In the end this method identified 121,171 OTUs (27,438 OTUs after removing singletons). This took ~20 minutes of CPU time (running on 8 nodes, with 50gbs avaiable). All told it took 31 Gbs of RAM (likely double what I needed since these sequences should all be in the same direction).
I am not doing anything nearly as clever as Dr. Pat Schloss about checking the quality and reproducibility of the methods being tested. This is more about scaling, feasibility, and a simple “gut check” for number of OTU detected (which I’m debated about whether to mention since it’s so nonscientific). However, in my defense these data will be used for broad biogeographical patterns and if I were to look in detail at specific groups, I’d pull all those raw seqeunces out and recluster them correctly.
QIIME denovo clustering with uclust (default)
I know there are plenty of problems with the greedy clustering algorithm “uclust” and that Dr. Robert Edgar has updated this several times. I have used it many times in the past and I wanted to include this as a baseline connection to other work I’ve done.
I ran this through the pbs script qiime_denovo_uclust.pbs (the qiime command is posted below).
Here I identified 122,772 OTUs (27,630 OTUs after removing singletons). It took 13 minutes on 1 proc, using 1.2 Gbs of RAM.
Running this on the full dataset with 10% subsampling failed after 1 week of compute time on the cluster with distributing the parallelized commands to 100 cores. It failed on step3, using denovo identified OTUs from the 10% subsampling as a reference. I restarted this grabbing the last command for the qiime log file.
I can use old log files to manually finish the pipeline if this works.
Using QIIME to prescreen sequences
Since it seems there may be sequences that are really bugging down the OTU picking process I’ve decided to see if screening all the sequences against greengenes at a low percent ID (70) helps sort out the issue. The idea is that any sequence that is <70% similar to any sequence in greengenes is divergent enough to really slow down the process (and is likely junk, although I’ll screen that later).
On the test dataset I got 532 sequences that failed.
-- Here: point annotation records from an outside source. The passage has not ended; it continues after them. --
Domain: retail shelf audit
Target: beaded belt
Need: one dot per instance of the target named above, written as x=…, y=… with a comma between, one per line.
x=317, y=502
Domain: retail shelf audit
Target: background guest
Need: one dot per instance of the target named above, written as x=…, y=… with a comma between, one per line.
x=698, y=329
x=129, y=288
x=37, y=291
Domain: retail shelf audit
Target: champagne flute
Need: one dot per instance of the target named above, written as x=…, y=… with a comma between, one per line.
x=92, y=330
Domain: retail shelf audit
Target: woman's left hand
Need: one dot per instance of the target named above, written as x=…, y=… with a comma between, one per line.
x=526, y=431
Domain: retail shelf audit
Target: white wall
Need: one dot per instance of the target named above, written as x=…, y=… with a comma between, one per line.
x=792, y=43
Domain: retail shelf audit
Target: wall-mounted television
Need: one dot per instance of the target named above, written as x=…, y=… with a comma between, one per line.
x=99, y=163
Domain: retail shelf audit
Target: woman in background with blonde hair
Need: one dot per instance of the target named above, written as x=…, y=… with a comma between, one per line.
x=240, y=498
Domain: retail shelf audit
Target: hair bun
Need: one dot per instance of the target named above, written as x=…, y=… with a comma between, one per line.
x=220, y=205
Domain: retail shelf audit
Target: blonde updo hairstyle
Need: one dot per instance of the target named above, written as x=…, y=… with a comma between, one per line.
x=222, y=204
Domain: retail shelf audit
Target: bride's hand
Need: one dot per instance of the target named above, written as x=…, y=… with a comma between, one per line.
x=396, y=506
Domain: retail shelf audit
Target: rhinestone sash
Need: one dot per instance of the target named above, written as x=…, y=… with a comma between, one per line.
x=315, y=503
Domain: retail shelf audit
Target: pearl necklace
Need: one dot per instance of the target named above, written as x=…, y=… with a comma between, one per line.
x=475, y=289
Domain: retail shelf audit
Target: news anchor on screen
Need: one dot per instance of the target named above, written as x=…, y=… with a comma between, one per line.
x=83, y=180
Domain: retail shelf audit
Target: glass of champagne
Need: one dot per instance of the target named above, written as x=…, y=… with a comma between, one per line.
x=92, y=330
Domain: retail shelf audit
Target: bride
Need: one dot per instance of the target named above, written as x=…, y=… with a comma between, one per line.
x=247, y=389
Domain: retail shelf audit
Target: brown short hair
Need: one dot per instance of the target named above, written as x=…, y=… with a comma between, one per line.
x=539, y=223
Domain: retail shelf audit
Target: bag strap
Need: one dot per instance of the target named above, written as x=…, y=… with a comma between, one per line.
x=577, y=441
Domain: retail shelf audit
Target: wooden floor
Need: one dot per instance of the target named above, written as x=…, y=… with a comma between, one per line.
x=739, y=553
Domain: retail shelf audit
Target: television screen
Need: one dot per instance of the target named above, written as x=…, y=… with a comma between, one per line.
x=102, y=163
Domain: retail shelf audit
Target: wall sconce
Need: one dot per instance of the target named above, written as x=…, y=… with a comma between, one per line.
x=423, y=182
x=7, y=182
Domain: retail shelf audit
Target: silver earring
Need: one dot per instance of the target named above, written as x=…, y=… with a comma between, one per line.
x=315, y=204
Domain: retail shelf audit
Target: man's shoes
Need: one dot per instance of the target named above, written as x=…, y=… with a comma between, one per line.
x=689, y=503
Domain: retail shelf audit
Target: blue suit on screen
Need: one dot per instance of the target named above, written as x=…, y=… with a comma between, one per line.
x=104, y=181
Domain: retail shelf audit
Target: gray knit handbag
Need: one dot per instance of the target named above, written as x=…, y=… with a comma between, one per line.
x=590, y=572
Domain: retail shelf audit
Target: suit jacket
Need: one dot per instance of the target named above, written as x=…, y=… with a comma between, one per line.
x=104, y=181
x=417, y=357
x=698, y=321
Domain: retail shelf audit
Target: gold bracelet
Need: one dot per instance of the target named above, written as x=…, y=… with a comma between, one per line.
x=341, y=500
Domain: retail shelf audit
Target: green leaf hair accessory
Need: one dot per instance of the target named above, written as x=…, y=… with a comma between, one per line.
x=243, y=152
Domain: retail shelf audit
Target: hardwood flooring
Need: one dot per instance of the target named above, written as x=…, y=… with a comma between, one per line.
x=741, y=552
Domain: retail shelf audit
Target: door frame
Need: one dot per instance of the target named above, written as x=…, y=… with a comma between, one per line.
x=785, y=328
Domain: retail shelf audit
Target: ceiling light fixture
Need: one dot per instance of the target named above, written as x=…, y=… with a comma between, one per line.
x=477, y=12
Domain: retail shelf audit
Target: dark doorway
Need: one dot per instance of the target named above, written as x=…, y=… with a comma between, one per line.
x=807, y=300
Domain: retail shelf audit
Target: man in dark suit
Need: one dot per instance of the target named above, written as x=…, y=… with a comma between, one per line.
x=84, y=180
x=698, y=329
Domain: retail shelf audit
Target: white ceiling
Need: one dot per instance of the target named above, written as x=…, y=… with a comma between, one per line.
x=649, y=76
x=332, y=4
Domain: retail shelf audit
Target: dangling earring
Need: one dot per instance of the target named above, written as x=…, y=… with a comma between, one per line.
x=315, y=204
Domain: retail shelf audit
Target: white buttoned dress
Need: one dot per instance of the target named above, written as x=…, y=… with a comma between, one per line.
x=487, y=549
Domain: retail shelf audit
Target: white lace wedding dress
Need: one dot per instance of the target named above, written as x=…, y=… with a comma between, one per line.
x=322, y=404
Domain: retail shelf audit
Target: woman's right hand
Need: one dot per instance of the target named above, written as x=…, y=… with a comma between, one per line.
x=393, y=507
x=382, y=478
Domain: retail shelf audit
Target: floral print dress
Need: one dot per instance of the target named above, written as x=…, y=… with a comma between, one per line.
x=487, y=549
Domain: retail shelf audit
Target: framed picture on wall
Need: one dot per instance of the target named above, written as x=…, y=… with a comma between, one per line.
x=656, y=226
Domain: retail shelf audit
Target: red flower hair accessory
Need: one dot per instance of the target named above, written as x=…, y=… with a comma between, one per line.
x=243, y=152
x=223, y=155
I really doubt this is the issue. Of these ~169 were phiX. Still working on the other 350, but not that important in the big scheme of things (I think).
I had started with the qiime open reference OTU picking pipeline with subsampling failed sequences set at 0.1% (qiime default). Using this setting the final step (Step 4 according to the QIIME labeling scheme) failed to finish denovo OTU clustering on the remaining 16 million sequences (called failures_failures.fasta). This was ~10% of my dataset and I did not want to give up that many sequences.
These data are at the path: ~/data/qiime_files/all_gom_seqs/qiime_open_ref_20160212/
So following the same scheme, I subsampled these 16 million sequences to 10% (1.68 million) using an enveomics subsampling script.
Clustered with denovo UCLUST at 97% similarity, giving 900,000 OTUs.
Pick representative sequences for these 900,000 otus.
Use these as reference sequences for reference based uclust
There were 8.6 million sequences that failed to cluster (~50% of what I started with).
Filter_fasta to get these failed sequences:
Denovo pick OTUs from the remaining 8 million sequences
This failed after 24 hours and processed 1.7 million sequences of the 8 remaining.